The SEC's complaint, filed in federal court in Minneapolis, alleges that Todd A. Duckson, of Prior Lake, Minnesota, Michael W. Bozora, of Belvedere, California, and Timothy R. Redpath, of Mill Valley, California, raised more than $21 million from investors in the Capital Solutions Monthly Income Fund after the fund's sole business partner defaulted on its obligations to the fund. The SEC alleges that after this May 2008 default, the fund — whose sole business was to make real estate loans to a single borrower — had no meaningful income and was using new investor funds to pay existing investors.

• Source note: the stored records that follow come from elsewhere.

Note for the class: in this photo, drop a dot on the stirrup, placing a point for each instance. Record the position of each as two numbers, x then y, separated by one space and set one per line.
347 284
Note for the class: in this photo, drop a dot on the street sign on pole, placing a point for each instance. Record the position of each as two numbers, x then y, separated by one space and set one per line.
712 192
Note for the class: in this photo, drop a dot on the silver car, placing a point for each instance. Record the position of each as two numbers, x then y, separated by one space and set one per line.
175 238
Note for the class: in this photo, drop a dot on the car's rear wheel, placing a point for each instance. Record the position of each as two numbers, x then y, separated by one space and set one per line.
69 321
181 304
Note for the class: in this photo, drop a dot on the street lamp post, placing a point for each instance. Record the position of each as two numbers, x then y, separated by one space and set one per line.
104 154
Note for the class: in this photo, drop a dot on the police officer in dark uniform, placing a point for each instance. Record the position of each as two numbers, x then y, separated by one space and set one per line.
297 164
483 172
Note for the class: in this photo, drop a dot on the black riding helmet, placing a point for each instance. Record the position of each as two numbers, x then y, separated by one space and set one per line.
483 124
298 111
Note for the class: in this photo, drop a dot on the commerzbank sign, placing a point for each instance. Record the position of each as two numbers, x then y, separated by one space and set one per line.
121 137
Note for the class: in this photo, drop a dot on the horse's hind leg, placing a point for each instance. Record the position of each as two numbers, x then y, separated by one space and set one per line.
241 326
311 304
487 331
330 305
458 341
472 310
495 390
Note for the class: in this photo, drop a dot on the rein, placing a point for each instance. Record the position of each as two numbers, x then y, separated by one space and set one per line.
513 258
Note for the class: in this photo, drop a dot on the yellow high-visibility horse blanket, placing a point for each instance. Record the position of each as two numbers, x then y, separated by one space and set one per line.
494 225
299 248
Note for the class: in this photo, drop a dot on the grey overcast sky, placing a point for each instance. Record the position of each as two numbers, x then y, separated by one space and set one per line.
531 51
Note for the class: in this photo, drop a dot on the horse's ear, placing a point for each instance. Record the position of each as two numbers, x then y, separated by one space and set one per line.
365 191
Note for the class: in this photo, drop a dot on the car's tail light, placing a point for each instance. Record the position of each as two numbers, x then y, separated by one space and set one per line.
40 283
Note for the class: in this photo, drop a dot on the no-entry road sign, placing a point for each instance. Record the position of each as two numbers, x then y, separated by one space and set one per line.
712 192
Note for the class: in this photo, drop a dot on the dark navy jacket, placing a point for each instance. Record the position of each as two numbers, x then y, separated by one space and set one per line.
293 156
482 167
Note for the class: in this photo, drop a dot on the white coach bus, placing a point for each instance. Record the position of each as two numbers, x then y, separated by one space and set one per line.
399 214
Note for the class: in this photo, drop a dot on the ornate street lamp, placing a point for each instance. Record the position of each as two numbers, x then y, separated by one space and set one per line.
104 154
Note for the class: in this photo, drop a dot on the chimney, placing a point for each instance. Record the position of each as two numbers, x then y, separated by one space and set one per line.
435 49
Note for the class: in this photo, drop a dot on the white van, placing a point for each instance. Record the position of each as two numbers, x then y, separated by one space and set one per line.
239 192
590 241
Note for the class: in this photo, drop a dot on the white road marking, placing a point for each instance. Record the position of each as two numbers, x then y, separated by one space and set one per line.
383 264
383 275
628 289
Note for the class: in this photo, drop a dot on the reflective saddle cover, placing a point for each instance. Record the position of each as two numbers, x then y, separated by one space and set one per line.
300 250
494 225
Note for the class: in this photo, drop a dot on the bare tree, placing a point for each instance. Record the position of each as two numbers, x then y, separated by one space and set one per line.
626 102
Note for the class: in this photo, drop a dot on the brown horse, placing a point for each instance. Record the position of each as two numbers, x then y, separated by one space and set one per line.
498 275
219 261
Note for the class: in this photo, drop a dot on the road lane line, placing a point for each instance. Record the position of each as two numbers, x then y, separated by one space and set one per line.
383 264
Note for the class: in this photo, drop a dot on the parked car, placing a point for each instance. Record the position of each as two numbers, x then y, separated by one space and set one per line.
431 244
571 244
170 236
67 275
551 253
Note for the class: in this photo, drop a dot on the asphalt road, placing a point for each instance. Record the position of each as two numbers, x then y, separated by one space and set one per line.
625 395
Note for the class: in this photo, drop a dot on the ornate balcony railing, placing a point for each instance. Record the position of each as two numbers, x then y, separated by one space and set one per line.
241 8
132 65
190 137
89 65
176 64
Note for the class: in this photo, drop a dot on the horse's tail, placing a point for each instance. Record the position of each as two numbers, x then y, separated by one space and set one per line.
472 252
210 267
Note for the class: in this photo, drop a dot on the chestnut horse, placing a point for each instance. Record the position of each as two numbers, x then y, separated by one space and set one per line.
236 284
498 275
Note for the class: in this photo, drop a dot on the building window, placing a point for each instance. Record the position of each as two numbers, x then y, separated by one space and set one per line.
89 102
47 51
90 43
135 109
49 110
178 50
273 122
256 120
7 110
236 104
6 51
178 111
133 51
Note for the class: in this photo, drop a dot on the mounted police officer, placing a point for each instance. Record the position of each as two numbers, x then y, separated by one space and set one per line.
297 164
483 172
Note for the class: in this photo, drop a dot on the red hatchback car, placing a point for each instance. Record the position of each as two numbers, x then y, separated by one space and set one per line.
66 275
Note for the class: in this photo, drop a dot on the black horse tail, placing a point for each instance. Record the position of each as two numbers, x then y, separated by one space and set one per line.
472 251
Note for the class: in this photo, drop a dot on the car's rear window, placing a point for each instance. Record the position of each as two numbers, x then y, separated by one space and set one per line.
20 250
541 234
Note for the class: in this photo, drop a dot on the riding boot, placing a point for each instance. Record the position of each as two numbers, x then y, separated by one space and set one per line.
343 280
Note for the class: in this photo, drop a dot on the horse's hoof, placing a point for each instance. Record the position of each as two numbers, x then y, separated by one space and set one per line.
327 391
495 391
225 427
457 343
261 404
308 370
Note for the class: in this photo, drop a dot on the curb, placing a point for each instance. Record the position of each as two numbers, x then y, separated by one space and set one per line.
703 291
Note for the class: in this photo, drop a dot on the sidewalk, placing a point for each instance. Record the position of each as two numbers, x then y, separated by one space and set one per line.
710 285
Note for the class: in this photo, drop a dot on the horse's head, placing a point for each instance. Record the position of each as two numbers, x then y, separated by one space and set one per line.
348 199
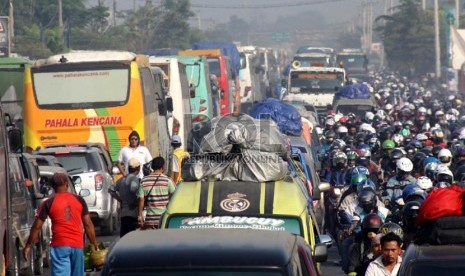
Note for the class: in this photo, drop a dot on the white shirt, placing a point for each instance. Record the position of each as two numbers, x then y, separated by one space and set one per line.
141 153
376 268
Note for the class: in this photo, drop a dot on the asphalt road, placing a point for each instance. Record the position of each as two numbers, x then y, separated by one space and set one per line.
107 240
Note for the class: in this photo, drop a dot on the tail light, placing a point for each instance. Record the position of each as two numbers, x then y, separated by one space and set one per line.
247 90
198 119
98 182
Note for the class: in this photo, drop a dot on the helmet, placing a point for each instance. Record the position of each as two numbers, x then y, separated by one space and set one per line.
371 222
404 164
357 179
396 154
430 160
413 192
339 158
352 155
445 156
410 214
430 170
425 183
388 144
367 199
422 137
330 135
435 150
390 227
366 184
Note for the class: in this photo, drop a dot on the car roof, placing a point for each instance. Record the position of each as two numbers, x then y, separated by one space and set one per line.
435 252
202 247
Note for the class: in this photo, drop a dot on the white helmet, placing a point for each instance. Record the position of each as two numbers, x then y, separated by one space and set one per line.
404 164
422 137
425 183
445 157
398 139
369 116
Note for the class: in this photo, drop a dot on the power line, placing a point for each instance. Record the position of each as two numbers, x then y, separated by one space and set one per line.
263 6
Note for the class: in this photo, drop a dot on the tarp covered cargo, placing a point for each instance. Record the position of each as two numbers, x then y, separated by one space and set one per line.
354 91
285 115
227 48
239 149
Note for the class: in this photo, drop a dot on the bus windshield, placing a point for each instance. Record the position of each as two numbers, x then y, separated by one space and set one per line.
81 88
315 81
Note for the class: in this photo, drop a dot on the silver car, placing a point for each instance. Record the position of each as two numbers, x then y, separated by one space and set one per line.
91 163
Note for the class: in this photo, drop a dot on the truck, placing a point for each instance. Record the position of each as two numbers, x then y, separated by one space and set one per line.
314 85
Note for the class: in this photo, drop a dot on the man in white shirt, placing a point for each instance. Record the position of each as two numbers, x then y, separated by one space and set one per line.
388 263
134 150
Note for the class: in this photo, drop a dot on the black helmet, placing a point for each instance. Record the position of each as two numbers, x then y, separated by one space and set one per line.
330 135
435 151
367 199
371 222
391 227
409 215
396 154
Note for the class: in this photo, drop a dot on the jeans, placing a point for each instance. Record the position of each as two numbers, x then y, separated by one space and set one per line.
67 261
128 224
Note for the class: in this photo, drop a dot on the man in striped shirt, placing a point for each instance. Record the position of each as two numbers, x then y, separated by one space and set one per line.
154 193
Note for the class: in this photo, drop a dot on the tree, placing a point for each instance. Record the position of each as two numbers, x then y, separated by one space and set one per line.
408 38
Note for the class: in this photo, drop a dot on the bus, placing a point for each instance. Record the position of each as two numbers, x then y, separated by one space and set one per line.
11 87
92 96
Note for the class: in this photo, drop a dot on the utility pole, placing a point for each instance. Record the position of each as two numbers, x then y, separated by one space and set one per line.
457 13
114 13
11 28
437 48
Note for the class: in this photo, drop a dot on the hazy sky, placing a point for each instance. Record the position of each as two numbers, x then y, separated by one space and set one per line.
333 10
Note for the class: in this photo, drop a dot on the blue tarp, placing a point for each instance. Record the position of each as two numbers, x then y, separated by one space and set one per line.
286 116
227 49
354 91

According to the SEC's complaint, Bozora and Redpath launched the fund in 2004 and, through August 2009, raised approximately $74 million from approximately 450 investors from across the U.S. After the May 2008 default by the fund's sole borrower, the fund foreclosed on the borrower's real estate projects. The SEC alleges that in late 2008, Bozora and Redpath asked Duckson, who was acting as the fund's outside counsel, to take over managing the fund. The SEC alleges that Duckson then began managing the fund while Bozora and Redpath continued to raise money from new investors. The SEC alleges that Bozora, Redpath, and Duckson failed to disclose the default and foreclosure to investors for several months. The SEC alleges that Bozora, Redpath, and Duckson eventually made some disclosure of the default and foreclosure, but they minimized the impact of these events and misleadingly promoted the fund's ability to make new loans.